Smith homomorphisms and Spin$^h$ structures

TL;DR

This paper establishes new isomorphisms in bordism theory for manifolds with spin$^h$ structures, using Smith homomorphisms and twisted spin structures, answering open questions and providing geometric insights.

Contribution

It proves a Smith isomorphism relating spin$^h$ bordism and pin$^{h-}$ bordism, and explains an isomorphism between spin$^c$ and spin$^h$ bordism after localization, advancing the understanding of bordism for spin$^h$ structures.

Findings

Established Smith isomorphism between reduced spin$^h$ bordism and pin$^{h-}$ bordism.

Provided geometric explanation for isomorphism between spin$^c$ and spin$^h$ bordism groups.
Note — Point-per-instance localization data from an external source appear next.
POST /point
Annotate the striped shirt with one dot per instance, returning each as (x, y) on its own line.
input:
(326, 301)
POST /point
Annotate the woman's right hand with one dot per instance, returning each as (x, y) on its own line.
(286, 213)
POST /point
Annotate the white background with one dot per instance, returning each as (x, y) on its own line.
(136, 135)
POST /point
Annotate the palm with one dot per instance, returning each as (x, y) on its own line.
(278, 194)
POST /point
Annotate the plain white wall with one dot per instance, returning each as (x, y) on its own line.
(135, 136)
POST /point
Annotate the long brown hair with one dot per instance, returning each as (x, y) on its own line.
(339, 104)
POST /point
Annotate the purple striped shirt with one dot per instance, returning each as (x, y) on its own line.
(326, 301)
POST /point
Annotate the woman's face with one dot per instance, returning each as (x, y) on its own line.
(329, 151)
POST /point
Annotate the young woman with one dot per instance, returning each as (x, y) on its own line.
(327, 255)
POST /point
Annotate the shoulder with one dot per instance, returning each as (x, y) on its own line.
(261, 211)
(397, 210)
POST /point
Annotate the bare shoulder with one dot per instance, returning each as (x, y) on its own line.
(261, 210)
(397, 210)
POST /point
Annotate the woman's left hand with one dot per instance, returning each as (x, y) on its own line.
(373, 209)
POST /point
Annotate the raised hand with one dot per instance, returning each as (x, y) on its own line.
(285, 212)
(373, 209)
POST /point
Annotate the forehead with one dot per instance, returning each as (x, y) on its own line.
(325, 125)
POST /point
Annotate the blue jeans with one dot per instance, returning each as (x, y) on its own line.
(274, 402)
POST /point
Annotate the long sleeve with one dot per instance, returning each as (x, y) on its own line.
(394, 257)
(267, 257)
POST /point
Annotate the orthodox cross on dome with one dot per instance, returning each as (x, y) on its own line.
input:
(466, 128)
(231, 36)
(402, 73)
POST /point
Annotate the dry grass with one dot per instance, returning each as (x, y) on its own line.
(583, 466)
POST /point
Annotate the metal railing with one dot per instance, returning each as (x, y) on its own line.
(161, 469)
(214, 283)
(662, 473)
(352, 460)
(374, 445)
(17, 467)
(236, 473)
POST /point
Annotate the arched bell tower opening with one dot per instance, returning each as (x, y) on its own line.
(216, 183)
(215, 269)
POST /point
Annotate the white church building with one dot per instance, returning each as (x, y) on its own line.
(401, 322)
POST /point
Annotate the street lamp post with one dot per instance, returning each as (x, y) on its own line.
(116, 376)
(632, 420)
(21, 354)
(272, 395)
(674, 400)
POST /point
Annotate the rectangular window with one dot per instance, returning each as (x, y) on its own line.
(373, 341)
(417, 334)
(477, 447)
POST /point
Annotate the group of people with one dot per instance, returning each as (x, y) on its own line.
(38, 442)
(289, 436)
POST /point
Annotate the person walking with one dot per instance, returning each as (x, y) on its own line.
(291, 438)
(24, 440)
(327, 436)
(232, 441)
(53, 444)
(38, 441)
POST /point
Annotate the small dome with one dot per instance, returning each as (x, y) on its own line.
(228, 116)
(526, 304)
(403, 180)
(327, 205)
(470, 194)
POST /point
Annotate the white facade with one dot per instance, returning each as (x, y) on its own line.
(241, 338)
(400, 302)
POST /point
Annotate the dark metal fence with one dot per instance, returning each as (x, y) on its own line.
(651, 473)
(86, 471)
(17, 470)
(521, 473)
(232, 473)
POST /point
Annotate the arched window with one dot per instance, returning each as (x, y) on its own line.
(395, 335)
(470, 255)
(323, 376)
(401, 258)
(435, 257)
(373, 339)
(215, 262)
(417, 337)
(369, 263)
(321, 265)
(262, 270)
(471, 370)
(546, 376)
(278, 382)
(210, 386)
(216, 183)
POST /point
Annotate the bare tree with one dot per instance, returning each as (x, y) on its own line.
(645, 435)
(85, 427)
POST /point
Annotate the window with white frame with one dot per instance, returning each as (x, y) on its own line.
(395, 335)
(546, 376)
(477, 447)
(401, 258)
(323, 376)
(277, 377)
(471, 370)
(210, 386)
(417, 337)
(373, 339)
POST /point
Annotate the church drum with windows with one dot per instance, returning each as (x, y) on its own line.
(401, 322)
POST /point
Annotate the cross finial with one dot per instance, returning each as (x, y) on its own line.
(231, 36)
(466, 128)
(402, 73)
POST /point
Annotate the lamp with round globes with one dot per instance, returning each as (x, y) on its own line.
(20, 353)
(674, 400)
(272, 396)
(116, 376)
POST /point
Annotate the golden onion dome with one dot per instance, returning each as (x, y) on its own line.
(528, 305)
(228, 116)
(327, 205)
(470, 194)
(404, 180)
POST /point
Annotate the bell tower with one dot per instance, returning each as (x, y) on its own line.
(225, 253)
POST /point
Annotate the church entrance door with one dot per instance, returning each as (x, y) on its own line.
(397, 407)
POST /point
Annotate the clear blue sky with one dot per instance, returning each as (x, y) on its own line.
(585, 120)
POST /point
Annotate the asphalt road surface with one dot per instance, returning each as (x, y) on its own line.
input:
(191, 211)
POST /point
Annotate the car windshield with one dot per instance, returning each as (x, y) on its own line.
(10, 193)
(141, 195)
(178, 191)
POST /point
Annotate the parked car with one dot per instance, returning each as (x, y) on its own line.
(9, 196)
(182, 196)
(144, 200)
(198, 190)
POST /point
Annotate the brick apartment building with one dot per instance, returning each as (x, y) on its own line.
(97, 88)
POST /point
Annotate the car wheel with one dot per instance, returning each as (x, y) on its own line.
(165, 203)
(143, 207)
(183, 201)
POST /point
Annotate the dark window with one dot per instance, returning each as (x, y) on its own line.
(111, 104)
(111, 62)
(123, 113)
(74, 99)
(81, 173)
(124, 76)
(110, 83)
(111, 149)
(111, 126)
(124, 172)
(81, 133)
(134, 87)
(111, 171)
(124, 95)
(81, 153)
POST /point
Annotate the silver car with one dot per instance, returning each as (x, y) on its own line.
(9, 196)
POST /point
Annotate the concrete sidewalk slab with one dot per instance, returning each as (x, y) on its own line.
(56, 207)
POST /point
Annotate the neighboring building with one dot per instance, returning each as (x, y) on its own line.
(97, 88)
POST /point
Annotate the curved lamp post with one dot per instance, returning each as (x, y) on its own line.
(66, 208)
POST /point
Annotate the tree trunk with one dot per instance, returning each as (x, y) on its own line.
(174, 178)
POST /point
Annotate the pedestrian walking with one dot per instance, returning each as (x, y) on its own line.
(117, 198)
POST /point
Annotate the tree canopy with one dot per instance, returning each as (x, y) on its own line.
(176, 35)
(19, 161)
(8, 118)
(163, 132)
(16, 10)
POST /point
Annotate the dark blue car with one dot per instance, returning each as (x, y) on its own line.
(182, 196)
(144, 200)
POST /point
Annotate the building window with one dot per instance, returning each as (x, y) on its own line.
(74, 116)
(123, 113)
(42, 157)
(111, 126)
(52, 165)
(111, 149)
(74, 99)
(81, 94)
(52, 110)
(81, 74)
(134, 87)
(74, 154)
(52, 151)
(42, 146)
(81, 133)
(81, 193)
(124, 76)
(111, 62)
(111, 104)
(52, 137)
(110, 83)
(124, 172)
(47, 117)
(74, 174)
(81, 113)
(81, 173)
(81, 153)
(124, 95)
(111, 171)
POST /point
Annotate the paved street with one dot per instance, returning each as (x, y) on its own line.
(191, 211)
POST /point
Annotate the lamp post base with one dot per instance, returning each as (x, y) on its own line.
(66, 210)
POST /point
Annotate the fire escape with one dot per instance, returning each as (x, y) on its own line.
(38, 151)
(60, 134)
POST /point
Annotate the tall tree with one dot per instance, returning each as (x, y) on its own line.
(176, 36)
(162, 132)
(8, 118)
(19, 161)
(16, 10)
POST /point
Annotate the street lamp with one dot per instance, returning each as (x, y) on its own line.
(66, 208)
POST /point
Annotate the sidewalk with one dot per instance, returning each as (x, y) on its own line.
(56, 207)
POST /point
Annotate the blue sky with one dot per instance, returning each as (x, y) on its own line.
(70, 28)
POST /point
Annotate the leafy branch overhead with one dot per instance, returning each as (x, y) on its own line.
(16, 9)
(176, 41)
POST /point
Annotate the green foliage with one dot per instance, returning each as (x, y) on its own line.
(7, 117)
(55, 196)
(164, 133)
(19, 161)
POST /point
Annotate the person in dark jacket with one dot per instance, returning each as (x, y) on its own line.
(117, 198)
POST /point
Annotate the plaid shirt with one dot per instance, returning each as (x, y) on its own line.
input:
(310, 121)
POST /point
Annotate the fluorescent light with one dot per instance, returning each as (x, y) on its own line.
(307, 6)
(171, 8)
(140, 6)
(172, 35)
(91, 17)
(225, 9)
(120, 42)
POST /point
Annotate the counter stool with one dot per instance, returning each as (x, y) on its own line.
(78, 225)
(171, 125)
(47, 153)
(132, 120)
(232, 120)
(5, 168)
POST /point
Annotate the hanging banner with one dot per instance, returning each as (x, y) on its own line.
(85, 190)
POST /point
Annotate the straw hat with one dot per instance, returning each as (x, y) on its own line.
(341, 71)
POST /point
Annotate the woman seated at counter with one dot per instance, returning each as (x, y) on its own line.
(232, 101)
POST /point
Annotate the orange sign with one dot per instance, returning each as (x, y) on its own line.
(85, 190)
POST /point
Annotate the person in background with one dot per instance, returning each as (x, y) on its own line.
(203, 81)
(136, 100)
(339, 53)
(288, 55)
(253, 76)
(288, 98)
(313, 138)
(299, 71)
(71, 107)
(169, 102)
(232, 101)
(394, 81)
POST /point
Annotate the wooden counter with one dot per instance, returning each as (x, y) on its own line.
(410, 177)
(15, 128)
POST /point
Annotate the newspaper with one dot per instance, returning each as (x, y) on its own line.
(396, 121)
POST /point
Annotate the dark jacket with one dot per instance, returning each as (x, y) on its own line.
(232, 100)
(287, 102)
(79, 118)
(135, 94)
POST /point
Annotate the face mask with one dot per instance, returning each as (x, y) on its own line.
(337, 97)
Developed a general theory of twisted spin structures and Smith homomorphisms with explicit long exact sequences.

Abstract

In this article, we answer two questions of Buchanan-McKean (arXiv:2312.08209) about bordism for manifolds with spin$^h$ structures: we establish a Smith isomorphism between the reduced spin$^h$ bordism of $\mathbb{RP}^\infty$ and pin$^{h-}$ bordism, and we provide a geometric explanation for the isomorphism $\Omega_{4k}^{\mathrm{Spin}^c} \otimes\mathbb Z[1/2] \cong \Omega_{4k}^{\mathrm{Spin}^h} \otimes\mathbb Z[1/2]$. Our proofs use the general theory of twisted spin structures and Smith homomorphisms that we developed in arXiv:2405.04649 joint with Devalapurkar, Liu, Pacheco-Tallaj, and Thorngren, specifically that the Smith homomorphism participates in a long exact sequence with explicit, computable terms.